Much of what we learn about the basketmaking process comes from Joann Johnson. Her mother, Betty Rock Johnson, taught Joann to weave when she was 8 years old.
They’re called basketmakers, rather than basketweavers, because the complex process is much more than weaving. It encompasses creativity, hard work and the pride of producing it themselves. For many, it is their way of life.
Rich in history, the ceremonial baskets are imaginative and tightly woven — and very labor intensive. Before the weaving even begins, artists gather sumac (also called willow or squaw grass) from alongside irrigation ditches or waterways — it’s most pliable in the spring or fall and easier to shape without leaves.
The basketmakers typically gather truckloads of sumac at a time, sometimes heading up to the Green River and Moab areas. They cut it to size and split it three ways, this time with the help of their teeth. They remove the center of the ribbons of sumac, then set them aside to dry so they can peel off the skin later. Basketmakers achieve different sizes for their intricate designs by pulling the ribbons through a tin can lid with a variety of holes punched in it. They then dye the dried, split sumac, starting with the primary colors of traditional baskets: red and black. Joann shows us the very beginning of the basket, when she threads the split sumac through a starter coil she’s creating, wrapped around the unsplit rod foundations.

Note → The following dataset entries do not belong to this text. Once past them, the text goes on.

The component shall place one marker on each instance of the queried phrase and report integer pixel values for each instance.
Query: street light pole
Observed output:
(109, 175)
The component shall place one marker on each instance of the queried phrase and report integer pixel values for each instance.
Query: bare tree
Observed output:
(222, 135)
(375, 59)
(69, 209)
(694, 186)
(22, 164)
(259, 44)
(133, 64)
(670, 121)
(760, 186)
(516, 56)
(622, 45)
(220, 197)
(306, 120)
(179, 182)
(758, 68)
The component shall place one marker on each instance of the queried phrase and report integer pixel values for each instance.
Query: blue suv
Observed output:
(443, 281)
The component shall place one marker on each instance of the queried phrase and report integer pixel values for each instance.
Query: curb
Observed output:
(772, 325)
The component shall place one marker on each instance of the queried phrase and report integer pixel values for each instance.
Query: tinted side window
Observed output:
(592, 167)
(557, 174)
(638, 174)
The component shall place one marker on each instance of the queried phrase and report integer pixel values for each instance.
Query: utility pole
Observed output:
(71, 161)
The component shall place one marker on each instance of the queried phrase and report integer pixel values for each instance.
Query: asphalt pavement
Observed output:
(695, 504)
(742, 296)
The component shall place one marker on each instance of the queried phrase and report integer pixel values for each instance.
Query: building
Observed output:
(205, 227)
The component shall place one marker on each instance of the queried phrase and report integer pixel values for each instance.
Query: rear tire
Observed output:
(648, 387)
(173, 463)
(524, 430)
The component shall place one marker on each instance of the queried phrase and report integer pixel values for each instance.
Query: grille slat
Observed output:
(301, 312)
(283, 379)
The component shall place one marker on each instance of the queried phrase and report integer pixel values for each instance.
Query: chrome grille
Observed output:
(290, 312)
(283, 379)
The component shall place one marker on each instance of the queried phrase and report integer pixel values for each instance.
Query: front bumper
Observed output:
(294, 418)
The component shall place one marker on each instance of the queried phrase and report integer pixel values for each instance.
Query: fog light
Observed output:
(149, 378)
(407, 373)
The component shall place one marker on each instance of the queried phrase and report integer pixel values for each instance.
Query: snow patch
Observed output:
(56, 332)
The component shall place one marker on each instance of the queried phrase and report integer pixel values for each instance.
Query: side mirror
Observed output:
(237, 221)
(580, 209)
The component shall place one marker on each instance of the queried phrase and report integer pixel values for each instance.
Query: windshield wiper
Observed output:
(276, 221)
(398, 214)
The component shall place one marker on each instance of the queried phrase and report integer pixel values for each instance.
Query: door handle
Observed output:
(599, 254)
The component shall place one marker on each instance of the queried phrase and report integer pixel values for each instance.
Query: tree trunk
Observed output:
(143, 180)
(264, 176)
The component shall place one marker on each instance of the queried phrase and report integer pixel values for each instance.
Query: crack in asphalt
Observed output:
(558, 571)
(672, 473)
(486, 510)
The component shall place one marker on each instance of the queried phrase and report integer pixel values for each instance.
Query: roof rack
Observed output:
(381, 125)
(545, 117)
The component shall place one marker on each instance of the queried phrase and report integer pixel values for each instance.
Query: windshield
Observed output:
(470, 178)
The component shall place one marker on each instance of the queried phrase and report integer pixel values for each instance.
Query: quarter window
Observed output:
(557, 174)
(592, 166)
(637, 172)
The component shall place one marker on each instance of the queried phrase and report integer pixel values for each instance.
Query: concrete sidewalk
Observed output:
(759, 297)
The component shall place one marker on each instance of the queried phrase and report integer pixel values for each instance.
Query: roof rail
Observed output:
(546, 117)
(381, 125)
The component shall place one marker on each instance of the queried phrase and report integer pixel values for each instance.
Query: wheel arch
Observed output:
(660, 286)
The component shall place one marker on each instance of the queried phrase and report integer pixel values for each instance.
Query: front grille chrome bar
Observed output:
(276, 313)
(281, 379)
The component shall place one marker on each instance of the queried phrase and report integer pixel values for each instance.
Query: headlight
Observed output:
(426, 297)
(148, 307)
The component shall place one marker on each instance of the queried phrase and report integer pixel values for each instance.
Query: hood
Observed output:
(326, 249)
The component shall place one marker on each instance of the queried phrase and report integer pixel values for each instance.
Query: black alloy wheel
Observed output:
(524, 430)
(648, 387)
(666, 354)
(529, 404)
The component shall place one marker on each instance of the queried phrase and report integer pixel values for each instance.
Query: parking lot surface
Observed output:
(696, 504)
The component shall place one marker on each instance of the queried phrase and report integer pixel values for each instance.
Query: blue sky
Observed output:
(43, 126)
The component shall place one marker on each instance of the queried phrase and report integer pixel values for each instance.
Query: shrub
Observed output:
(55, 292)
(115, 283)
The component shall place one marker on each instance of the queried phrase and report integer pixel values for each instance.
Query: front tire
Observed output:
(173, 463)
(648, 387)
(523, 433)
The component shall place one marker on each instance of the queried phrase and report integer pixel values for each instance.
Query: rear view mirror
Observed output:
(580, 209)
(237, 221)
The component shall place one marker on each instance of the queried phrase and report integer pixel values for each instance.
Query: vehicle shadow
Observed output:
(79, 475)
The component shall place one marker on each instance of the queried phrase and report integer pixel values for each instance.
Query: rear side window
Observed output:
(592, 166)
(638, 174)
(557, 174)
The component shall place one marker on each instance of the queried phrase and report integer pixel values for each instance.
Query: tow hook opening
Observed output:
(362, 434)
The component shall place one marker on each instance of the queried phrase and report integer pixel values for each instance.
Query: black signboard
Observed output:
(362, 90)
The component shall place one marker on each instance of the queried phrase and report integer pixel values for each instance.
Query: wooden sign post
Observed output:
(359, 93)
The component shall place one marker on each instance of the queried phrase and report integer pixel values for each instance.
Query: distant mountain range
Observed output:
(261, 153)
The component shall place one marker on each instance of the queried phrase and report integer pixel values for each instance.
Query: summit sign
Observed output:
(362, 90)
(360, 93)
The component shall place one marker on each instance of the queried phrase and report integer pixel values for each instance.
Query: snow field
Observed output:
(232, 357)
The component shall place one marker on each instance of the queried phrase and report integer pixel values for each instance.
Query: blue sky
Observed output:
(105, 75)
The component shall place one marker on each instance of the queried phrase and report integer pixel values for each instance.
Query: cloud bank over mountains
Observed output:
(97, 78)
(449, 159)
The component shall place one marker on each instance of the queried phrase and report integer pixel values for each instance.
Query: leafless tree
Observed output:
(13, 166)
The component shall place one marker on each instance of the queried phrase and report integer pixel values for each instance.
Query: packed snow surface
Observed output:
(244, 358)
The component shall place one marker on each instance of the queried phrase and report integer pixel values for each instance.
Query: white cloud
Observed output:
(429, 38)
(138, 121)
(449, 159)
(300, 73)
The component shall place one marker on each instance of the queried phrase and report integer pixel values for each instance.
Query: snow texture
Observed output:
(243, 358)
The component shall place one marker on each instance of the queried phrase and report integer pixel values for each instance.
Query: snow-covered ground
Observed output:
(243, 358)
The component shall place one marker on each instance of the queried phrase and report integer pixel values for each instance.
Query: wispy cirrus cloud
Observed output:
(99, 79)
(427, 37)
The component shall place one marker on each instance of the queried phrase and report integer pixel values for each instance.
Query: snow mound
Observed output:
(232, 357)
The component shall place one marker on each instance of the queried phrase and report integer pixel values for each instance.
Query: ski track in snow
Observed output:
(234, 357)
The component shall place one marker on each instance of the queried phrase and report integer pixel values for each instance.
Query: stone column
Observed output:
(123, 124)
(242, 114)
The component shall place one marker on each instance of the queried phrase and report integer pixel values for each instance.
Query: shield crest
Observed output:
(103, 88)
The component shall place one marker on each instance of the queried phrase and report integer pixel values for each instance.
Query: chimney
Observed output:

Now she can start weaving.
“The colors, when I’m working, just naturally come to me: what color’s going to come next, what’s going to look good. It just works, when I’m sitting sketching it with colored pencils. I look at rock formations, I look at shadows, I look at sunsets,” says Joann.
The Simpsons also called one of the matriarchs of the trade, Mary Holiday Black. The 81-year-old mother of 11 (nine of whom learned her craft) is a recipient of a National Heritage Fellowship Award from the National Endowment for the Arts. Many credit her with safeguarding the tradition and spurring its renaissance. Lorraine Black, an award-winning artist in her own right, accompanies her mother to Twin Rocks. They set up their weaving area against a backdrop of Navajo rugs, a bundle of raw sumac before them.
It isn’t until you watch Lorraine and Mary for a few minutes that you begin to comprehend the intricate process. It takes a masterful understanding of the craft to envision and carry out the final designs — from traditional ceremonial styles, butterflies, stylized animals to increasingly complex ideas and depictions.
The baskets hanging on the walls come alive as your brain begins to reverse engineer them. Your fingers ache from mimicking the position and the motion.
Though the artists often go unseen, occasionally there are opportunities to meet one of these extraordinary women. On the day we visit, one of the top innovators in modern-day Navajo basketmaking, Elsie Stone, happens to stop by on her 80-mile drive to her bank. She drops off a basket she has just finished. Respectfully, Barry Simpson admires the basket, which is a white owl woven into a blue basket. After writing a check to Elsie, he adds it to their wide-ranging collection. Elsie, like many of her peers, draws her sole livelihood from the trade. These high quality baskets are beautiful. But now we understand what they cost their creators in terms of time, effort and perseverance.